When Tissaia has effectively turned the muscles and sinews of the heart into a bumpy paste, she looks up warily. Yennefer already knows she knows what comes next. She shifts the gauzelike fabric of her gown upward, exposing her hips and stomach. She motions to Tissaia.
“Inscribe the ruins,” she points.
Tissaia has seemed to have zoned out. She’s holding the pestle in her hand still but had looked away as soon as Yennefer began working at her garment. This fact makes Yennefer smile a bit.
“Come on, Tissaia. We’ve got the same parts. Let’s to it,” she encourages again.
Blue eyes fix on her. “I’m quite sure my parts don’t look exactly like yours.” She huffs during the delivery but drags her fingers across the red goop and scoots closer to begin the etchings on Yennefer’s belly.
It’s odd to be touched like this and by Tissaia on top of it. Before she had even touched Yennefer though, she had moved the woman’s hands over herself. Concerned with practicing the utmost degree of modesty.
When she’s done, Yennefer watches her wipe her fingers with a rag. “Now you get on with it. I’ve not got all day.”
So Yennefer begins.
She lights the candles, speaks the words of the chant. A breeze brushes against her neck and Tissaia jerks at its arrival. Her jaw is set, but she remains silent as she observes.
It is the time of harvest,
My womb fills
The ears of grain are swollen
My womb fills
The ears of grain are splitting
It is time.
Bring forth
Bring forth
Bring forth
In the power and the love
Yennefer says the words, manifests a womb in her mind. Imagines it overflowing, full up. Can imagine the fluttering of life within it, like a tickling that can know no reprieve.
She’s so far inside of the idea that she fails to notice the breeze has turned into a wind. That from the smoke of the expended candles rises a dragon-like monstrosity that hovers over the two of them, maw opening and dripping with ether.
“Cut the link,” she hears Tissaia say in the distance. And no , this cannot be like the djinn all over again. “Dammit, Yennefer, listen for once in your life!”
Yennefer’s eyes snap open to see the dragon creature of smoke and mist hovering over her, only to have it dive at her gut a split second later. It feels as if her insides are clenching, twisting up into tangles of themselves. The scream she lets out is ear-splitting.
Not again.
~No, not again.
It comes to Yennefer telepathically. She works through the pain and tears to look upon Tissaia.

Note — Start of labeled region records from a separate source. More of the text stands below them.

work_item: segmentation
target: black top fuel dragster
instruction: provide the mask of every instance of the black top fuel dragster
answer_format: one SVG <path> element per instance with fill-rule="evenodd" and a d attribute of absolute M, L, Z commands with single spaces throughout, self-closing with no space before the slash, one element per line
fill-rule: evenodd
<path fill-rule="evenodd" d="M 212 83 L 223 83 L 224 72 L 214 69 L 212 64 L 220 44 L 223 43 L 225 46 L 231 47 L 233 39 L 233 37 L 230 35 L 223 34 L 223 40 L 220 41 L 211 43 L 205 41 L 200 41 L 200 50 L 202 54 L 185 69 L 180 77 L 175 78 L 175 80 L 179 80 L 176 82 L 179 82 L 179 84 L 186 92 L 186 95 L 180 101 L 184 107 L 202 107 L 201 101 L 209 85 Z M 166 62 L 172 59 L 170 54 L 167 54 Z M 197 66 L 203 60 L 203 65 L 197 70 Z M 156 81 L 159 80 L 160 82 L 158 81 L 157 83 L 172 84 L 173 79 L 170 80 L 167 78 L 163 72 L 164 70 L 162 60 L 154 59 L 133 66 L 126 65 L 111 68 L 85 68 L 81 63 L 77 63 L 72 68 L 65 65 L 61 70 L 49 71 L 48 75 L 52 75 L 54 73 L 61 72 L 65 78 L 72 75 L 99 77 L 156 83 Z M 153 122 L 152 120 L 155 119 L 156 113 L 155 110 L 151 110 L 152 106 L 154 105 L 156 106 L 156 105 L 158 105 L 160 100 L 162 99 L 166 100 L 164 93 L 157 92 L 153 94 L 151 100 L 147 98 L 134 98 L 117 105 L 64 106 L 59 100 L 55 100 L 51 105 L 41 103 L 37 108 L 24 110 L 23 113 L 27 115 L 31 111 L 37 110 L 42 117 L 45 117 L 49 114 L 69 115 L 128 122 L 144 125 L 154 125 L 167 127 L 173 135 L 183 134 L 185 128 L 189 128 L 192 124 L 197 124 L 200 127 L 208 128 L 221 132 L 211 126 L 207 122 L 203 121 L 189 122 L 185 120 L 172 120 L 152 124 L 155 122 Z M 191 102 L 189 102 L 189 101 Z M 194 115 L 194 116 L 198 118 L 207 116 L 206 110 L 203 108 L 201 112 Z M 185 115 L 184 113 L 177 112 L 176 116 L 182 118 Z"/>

She lurches over in agony. “Stop whatever it is you plan on doing!” Yennefer tries to stop her with an upheld hand.
“It’s not working!” Tissaia cries and flails wildly, miming to Yennefer doubled over.
“It could be restoring my womb, mending it!”
Her head is jerked up roughly, fingers pressing angrily into her jaw. She stares into Tissaia’s eyes. They are so blue…
“It’s not and you will die if you do not let go of this right now!”
Before she can scream out for Tissaia to stop, she hears the woman speaking words in Elder and sees her fingertips begin to dance. Yennefer lunges, feels the substance on her belly smear onto Tissaia’s dress as she tackles the Rectoress sloppily.
The candles roll over and a growling burst of air sends a shock wave out into the room. Yennefer is left writhing on the ground in recovery. Tissaia looks equally affected.
Her eyes are wide and mouth agape. Yennefer cuts her off through tears. “What the fuck did you do?”
Tissaia sits up quickly, pawing at her dress. At her abdomen. Repeating ‘no’ over and over again. Yennefer wipes her eyes and fixes her dress that has slipped off her body some. Apprehension begins to spread.
“Tissaia…”
“I knew I should have never let you go through with this!” Tissaia yells and rises from the ground shakily.
“What just happened?” She’s wary now. She almost knows the answer. “Please tell me you aren’t in possession of your womb.””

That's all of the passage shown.